Pros of Eternal Life Insurance
- Protection from Poverty: The death benefit offered by life insurance is often used to provide for the living expenses of the family members if the person who took out the policy dies. The death benefit is usually paid out for, at the most, 10 years.
- Protection from Medical Expenses: Life insurance is a good way to protect family members from medical expenses if they get sick and require expensive treatments.
- Protection from Creditors: If you have a high-interest debt like a mortgage or credit card, life insurance can be used to pay off the debt and protect your loved ones from being harassed by creditors.
- Inheritance Taxes: Inheritance taxes are assessed when one person dies and another person inherits money. If you die with a traditional permanent life insurance policy, your beneficiaries won’t have to pay this tax.
Final Words: Should you buy eternal life insurance?

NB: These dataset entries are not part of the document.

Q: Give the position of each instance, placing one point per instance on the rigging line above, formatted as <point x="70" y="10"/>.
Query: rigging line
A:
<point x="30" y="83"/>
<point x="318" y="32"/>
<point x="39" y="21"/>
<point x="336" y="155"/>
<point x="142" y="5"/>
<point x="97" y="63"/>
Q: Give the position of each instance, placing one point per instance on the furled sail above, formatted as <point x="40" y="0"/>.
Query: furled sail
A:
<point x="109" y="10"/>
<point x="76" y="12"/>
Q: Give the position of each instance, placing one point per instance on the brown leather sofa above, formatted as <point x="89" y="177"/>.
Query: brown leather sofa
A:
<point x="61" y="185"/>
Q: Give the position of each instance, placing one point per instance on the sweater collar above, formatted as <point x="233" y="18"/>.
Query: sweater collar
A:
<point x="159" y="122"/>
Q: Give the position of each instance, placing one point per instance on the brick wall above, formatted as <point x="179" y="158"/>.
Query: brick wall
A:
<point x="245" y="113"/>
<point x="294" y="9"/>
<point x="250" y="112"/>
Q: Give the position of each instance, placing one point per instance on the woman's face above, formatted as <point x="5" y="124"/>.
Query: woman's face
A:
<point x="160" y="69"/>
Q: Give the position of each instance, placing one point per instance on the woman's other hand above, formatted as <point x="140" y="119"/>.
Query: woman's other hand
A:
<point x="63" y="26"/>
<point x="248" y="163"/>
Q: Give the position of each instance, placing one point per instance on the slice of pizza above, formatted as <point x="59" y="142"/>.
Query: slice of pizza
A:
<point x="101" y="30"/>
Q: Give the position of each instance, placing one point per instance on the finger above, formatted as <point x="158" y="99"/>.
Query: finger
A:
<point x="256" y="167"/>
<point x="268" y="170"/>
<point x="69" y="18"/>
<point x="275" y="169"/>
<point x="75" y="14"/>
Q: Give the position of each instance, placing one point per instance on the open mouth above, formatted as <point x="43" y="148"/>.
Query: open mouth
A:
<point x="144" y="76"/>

As you can see, there are many advantages of buying an eternal life insurance policy. Even though it is more expensive compared to regular permanent life insurance, it will provide you with protection from poverty, medical expenses, and even creditors in case you have high-interest debts. There are, however, some things you should keep in mind before you buy one of these policies.
- First, you should make sure that the benefits offered by the insurance company are worth the higher premium.
- Secondly, you should consider the terms and conditions of the policy, including the death benefit and the minimum amount of coverage you will receive.
- Last but not least, you should determine if buying eternal life insurance is right for you based on your financial situation.